19. Huldige Ultor jeden Tag, lobpreise ihn und seinen Namen, seine Stärke und seine Gerechtigkeit. Lobe ihn siebenmal am Morgen, siebenmal gen Mittag und
siebenmal am Abend. Während der
Nachtmesse lobe ihn vierzehnmal, da du, Gläubiger dann der leuchtenden
Gerechtigkeit der Sterne ansichtig seiest.


20. An den heiligen Tagen lobe Ultor
vierzehnmal zu jeder Tageszeit, um den hohen Anlaß gebührend zu feiern. Lobe ihn auch nach jeder vollbrachten Läuterung durch die Flammen. Jeder, der dies nicht tut, ist kein gerechter Gläubiger und hat sich selbst zu kasteien.


21. Wenn ein geweihter Ultors freimütige Gaben einsammelt, Besitztümer erwirbt oder sonst in irgendeiner Weise vermögend
wird, so sei er verpflichtet, einen Teil seines Reichtums den Armen und Bedürftigen zu geben. Denn so bewahret er Reinheit und Gerechtigkeit. Jeder, der dies nicht tut, ist kein gerechter Gläubiger und hat sich selbst zu kasteien, sowie solcherlei Besitz zu verteilen unter den Bedürftigen.


22. Hat gar ein Priester sich etwas zu
schulden kommen lassen, dessen
Ungerechtigkeit er sich nicht bewußt war, so hat er sich daraufhin selbst zu kasteien. Sieben ist die heiligen Zahl, die den Geist und Körper reinigt und befreit. So hat der Priester sich mit Schlägen, die immer einem vielfachen der geheiligten Zahl entsprechen müssen, zu reinigen. Die Höhe einer solchen Buße wird von der größe des Vergehens und der Güte des Beichtvaters bestimmt. Jeder. Solcherart soll die Strafe bei allen Verfehlungen sein, gleich welcher Art.
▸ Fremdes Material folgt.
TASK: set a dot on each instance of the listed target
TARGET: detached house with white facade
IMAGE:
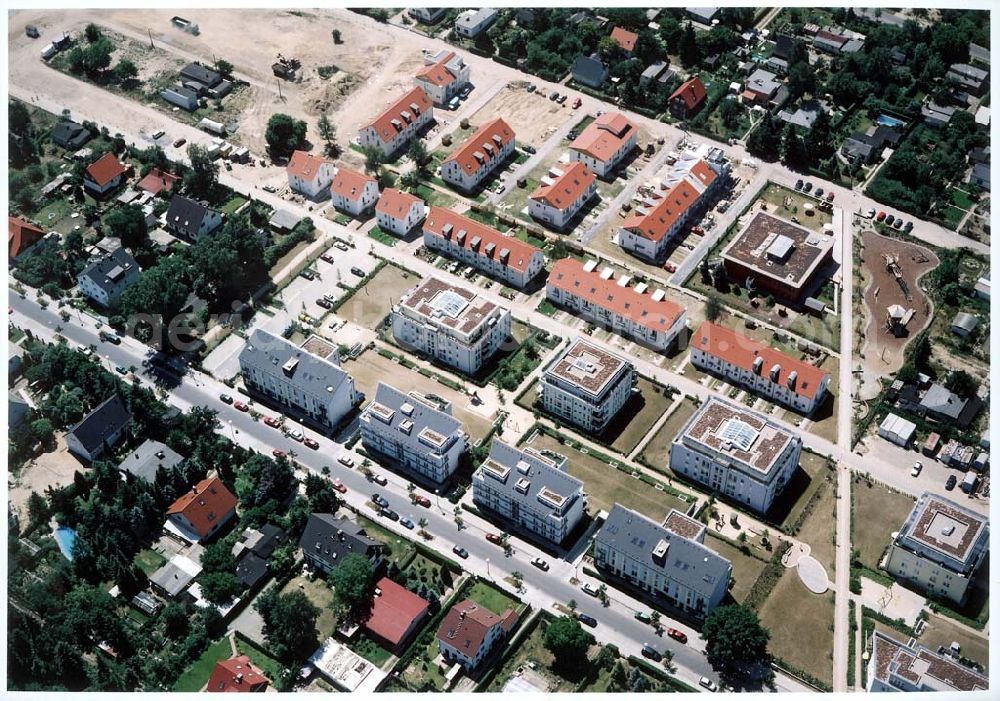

Jeder, der dies nicht tut, ist kein gerechter Gläubiger und hat sich selbst zu kasteien.


23. Schlimmer noch ist es, wenn ein Kind Ultors Dinge tuet, die der Natur seines Glaubens widersprechen. Solcherlei sind Häresie, Mord aus Hinterlist, Perversion oder gar der Dienst an dem, dessen Name nicht genannt werden wird. Solcherlei sind die schlimmsten Taten, derer ein
Ultorianer sich schuldig machen kann,
denn so gibt es dafür auch nur eine gerechte Strafe. So ist denn der Schuldige alsbald den Flammen zu überantworten, auf daß seine verderbte Seele geläutert werde. Gnade Ultor in der Höhe! Sterne für Ultor!
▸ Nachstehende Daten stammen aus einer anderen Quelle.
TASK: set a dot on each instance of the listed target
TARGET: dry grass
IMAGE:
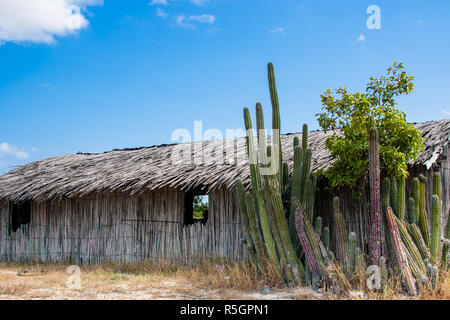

24. Jedem von den Göttern geschaffenen Wesen, außer jenen Mißgeburten, die jener, der nicht genannt werden wird, erschaffen hat, sei der Zutritt zu den Brüdern und Schwestern Ultors gestattet. Es sei auch gestattet daß, ob Mann oder Weib, ein jeder zu einem hohen Amt berufen werden kann. Jeder, der dies nicht tut, ist kein gerechter Gläubiger und hat sich selbst zu kasteien.
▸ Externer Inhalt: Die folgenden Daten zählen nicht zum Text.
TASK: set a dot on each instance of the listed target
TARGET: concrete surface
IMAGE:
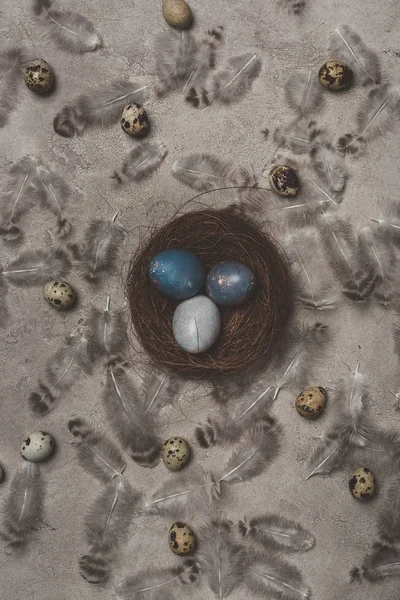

25. Eine jede Verhandlung sei, wann immer möglich, von den Brüdern der Inquisitorii zu führen. Einem beschlossenen Urteil ist auf jeden Fall Folge zu leisten, da Ultor selbst diese Kinder zu ihrem Amte berufen
hat. Jeder, der sich aus widrigen Gründen einem solchen Gottesurteil widersetzt, ist kein gerechter Gläubiger und hat sich selbst zu kasteien.